A reader writes in:
From the esteemed Bob Batastini in a recent edition of the GIA Quarterly: “Musically, we commonly hear the amplified voice of the cantor more than any other voice in the room, including the combined voice of the assembly. If there is an expanded music ministry present—choir, ensemble—and if this music ministry is equipped with sound amplification, it often comes closer to performance than at any time since the days when the choir did all the singing by design. Some of this performance unabashedly seeks to entertain. This has been going on for so long in some places that the response ‘we’ve always done it that way’ is beginning to be applied.”
Remember the days of GIA’s button campaigns, “Carpet bedrooms, not churches!” and “Let the people sing!”? Or the architectural acoustics reviews in the GIA Quarterly? Is the notion of choral singing (everyone finding AND losing their voices in consensus of the corporate voice) as the principal and sacramental modality of liturgical prayer alive and well? Or is it a lost cause? Is electronic mediation so pervasive that only a few dinosaurs care about it anymore?

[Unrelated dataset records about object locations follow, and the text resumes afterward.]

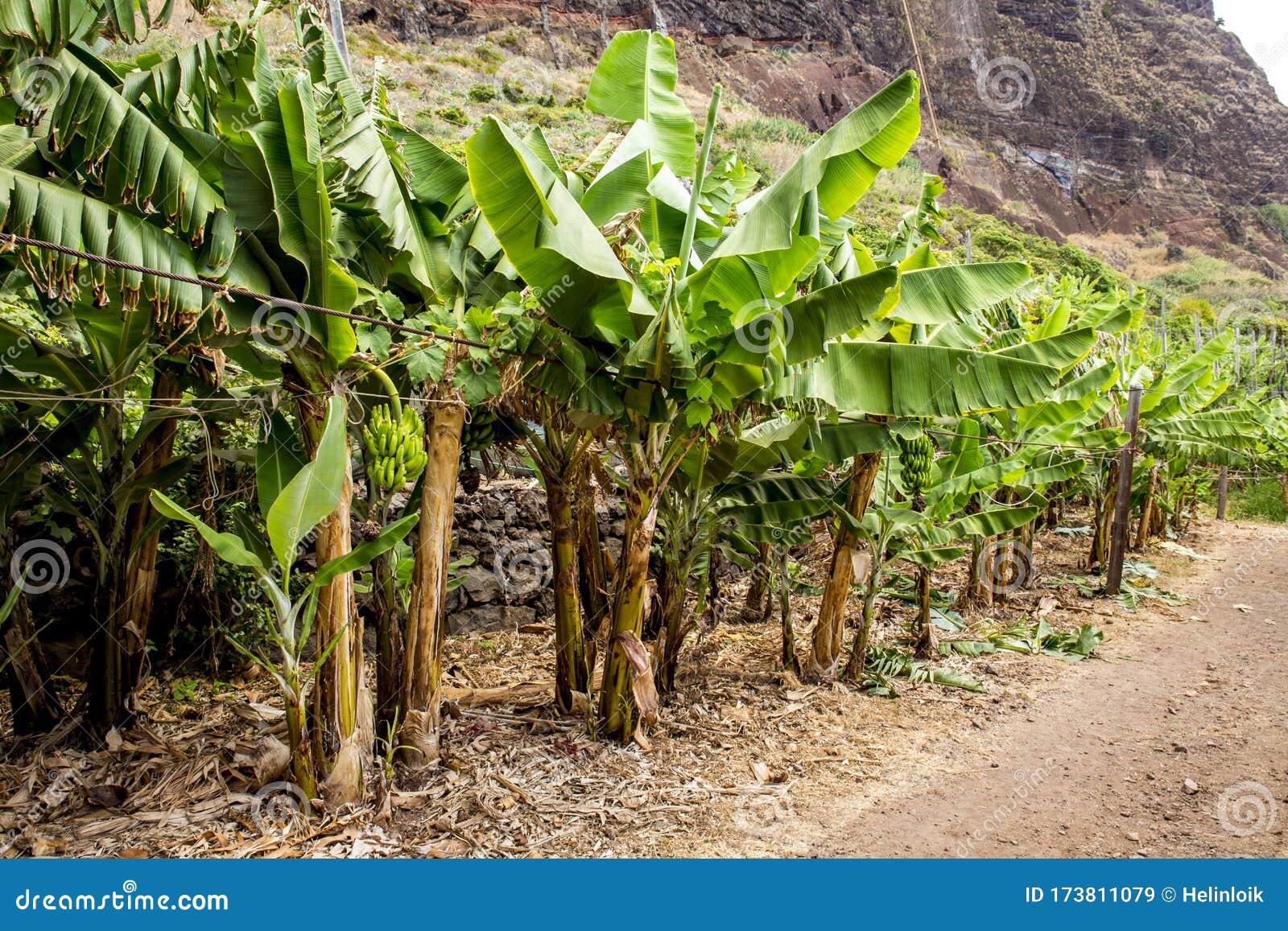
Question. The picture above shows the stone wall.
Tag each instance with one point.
(506, 529)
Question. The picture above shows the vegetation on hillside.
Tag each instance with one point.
(734, 345)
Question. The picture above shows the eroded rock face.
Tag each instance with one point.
(1099, 115)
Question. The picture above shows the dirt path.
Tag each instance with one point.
(1116, 759)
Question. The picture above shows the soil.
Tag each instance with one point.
(1166, 744)
(1174, 748)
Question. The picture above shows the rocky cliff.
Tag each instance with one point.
(1066, 115)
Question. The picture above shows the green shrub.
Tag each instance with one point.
(1277, 216)
(454, 113)
(770, 129)
(1260, 500)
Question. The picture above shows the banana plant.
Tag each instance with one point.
(295, 497)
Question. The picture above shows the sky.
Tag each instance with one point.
(1262, 25)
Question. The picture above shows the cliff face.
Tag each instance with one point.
(1066, 115)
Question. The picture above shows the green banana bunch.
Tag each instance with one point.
(480, 433)
(396, 447)
(914, 459)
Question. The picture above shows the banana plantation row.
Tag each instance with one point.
(646, 319)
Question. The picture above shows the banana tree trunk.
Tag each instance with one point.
(982, 583)
(106, 689)
(758, 604)
(141, 547)
(427, 621)
(592, 575)
(31, 697)
(343, 724)
(927, 643)
(390, 645)
(571, 673)
(1146, 510)
(830, 630)
(785, 611)
(617, 707)
(1101, 519)
(860, 647)
(1028, 564)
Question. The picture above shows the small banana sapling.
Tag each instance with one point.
(294, 497)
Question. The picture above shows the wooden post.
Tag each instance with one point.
(1256, 338)
(1122, 504)
(1162, 313)
(341, 40)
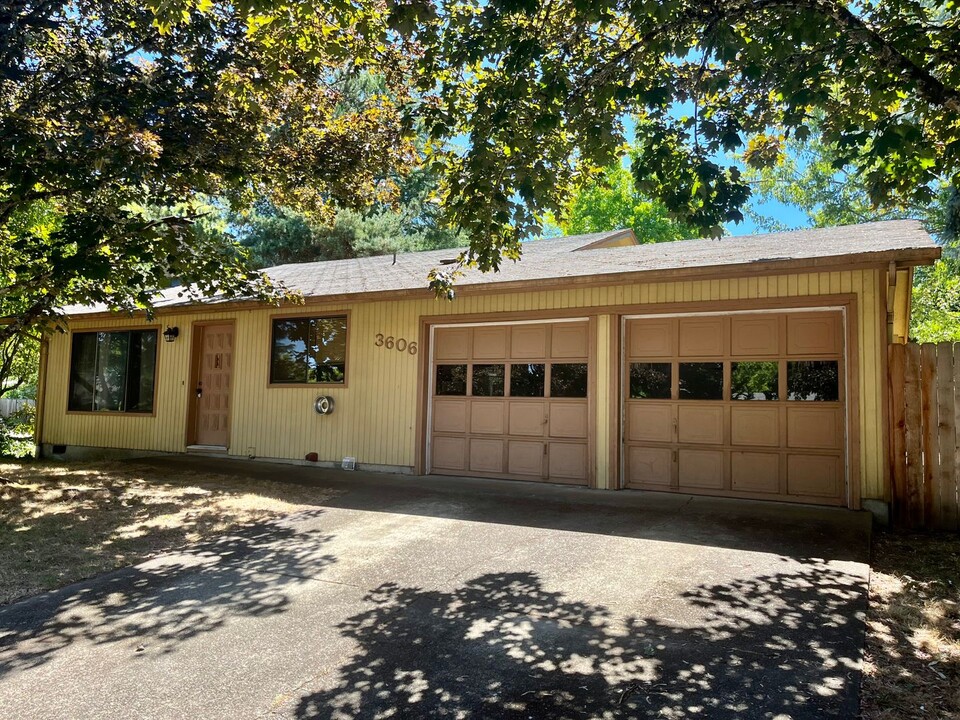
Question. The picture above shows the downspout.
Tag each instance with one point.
(909, 309)
(41, 395)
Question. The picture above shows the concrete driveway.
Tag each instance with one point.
(432, 597)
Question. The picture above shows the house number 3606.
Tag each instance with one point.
(399, 344)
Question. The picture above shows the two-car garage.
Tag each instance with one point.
(743, 404)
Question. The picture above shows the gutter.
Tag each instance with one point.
(41, 395)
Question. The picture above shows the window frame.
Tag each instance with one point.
(156, 328)
(311, 316)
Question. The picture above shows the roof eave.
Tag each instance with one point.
(911, 257)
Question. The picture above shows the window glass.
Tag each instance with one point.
(568, 380)
(488, 380)
(309, 350)
(701, 381)
(650, 380)
(754, 380)
(451, 380)
(143, 365)
(113, 371)
(813, 380)
(527, 380)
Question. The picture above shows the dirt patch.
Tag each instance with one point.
(60, 523)
(912, 667)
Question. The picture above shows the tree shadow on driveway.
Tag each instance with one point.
(163, 602)
(502, 645)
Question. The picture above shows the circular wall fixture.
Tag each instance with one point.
(323, 405)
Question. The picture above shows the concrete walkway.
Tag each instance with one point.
(435, 597)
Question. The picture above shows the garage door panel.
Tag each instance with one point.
(755, 472)
(777, 431)
(700, 425)
(528, 341)
(814, 427)
(650, 422)
(701, 468)
(568, 461)
(486, 417)
(651, 338)
(451, 344)
(450, 415)
(525, 458)
(814, 475)
(701, 337)
(650, 466)
(449, 453)
(568, 420)
(527, 418)
(752, 425)
(490, 343)
(569, 340)
(486, 455)
(816, 334)
(755, 336)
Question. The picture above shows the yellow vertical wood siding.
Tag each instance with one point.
(376, 414)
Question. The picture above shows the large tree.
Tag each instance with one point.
(811, 178)
(612, 202)
(541, 87)
(277, 235)
(108, 107)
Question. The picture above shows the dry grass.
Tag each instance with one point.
(912, 667)
(60, 523)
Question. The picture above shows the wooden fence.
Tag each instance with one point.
(925, 435)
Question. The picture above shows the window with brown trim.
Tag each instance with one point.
(309, 350)
(113, 371)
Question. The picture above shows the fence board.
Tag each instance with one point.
(946, 429)
(913, 436)
(952, 493)
(929, 433)
(925, 435)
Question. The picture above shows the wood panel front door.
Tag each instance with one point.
(212, 392)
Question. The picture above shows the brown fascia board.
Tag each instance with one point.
(882, 260)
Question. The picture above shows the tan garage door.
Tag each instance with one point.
(511, 401)
(747, 405)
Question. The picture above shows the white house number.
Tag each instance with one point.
(399, 344)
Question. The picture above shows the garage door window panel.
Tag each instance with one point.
(650, 381)
(527, 380)
(813, 380)
(701, 380)
(488, 380)
(568, 380)
(754, 380)
(451, 380)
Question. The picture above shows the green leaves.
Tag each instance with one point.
(545, 87)
(106, 107)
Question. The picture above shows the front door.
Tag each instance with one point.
(212, 393)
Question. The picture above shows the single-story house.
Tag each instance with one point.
(750, 367)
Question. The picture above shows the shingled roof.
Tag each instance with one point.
(612, 257)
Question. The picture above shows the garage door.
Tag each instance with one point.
(511, 401)
(748, 405)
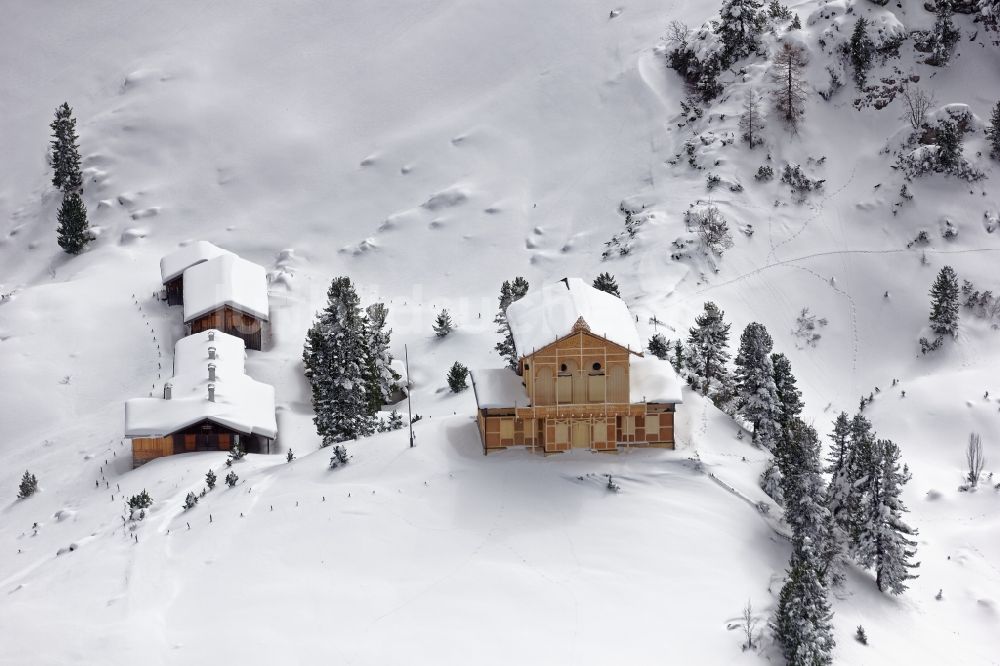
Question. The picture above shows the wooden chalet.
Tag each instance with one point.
(582, 381)
(209, 404)
(173, 265)
(228, 294)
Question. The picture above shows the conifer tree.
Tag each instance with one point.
(752, 119)
(64, 153)
(789, 92)
(861, 49)
(74, 230)
(334, 360)
(606, 282)
(457, 377)
(740, 25)
(379, 377)
(802, 623)
(659, 346)
(944, 34)
(756, 393)
(944, 303)
(510, 291)
(993, 132)
(443, 324)
(28, 486)
(883, 539)
(708, 351)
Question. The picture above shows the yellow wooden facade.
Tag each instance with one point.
(578, 388)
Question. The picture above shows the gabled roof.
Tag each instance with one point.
(225, 280)
(175, 263)
(241, 403)
(550, 313)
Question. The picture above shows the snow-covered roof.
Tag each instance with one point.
(241, 403)
(547, 314)
(653, 380)
(499, 387)
(225, 280)
(178, 261)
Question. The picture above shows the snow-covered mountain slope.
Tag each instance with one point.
(430, 150)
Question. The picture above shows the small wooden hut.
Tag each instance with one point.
(228, 294)
(209, 404)
(582, 381)
(173, 265)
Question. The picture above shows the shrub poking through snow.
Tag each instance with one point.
(28, 486)
(339, 457)
(712, 229)
(443, 324)
(457, 377)
(606, 283)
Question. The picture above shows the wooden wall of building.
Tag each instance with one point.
(231, 321)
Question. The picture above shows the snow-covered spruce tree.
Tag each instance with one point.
(842, 501)
(380, 379)
(740, 25)
(510, 291)
(756, 394)
(334, 360)
(861, 50)
(457, 377)
(659, 346)
(949, 142)
(944, 303)
(789, 92)
(944, 34)
(708, 352)
(802, 623)
(443, 324)
(993, 133)
(883, 538)
(28, 486)
(606, 282)
(74, 230)
(752, 119)
(64, 153)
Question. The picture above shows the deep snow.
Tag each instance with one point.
(430, 150)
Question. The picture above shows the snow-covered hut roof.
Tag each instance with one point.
(241, 403)
(547, 314)
(499, 387)
(225, 280)
(178, 261)
(653, 380)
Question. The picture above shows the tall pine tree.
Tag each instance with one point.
(73, 232)
(708, 352)
(756, 394)
(334, 358)
(512, 290)
(993, 132)
(884, 541)
(380, 379)
(64, 153)
(944, 303)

When I was at Saint John’s and chair of the School of Theology’s liturgy committee, it would never fail that at the start of each semester we would receive requests asking us to install a sound system in the chapel. I would put the request on the committee agenda, and the standard arguments for and against electronic amplification would be made in the committee meeting. Due in part to the cost of such a system, but also the fervent outcry of the majority of the committee, we decided each time to forgo electronic amplification. However, in many places it is not feasible to forgo a sound system.
The reader who wrote in provided several important questions in regards to electronic amplification and choral singing. In addition to those I would like to add the following questions: Does your community use a sound system? And if so, has your community wrestled with the concerns of our reader? And what norms govern the use of your community’s sound system?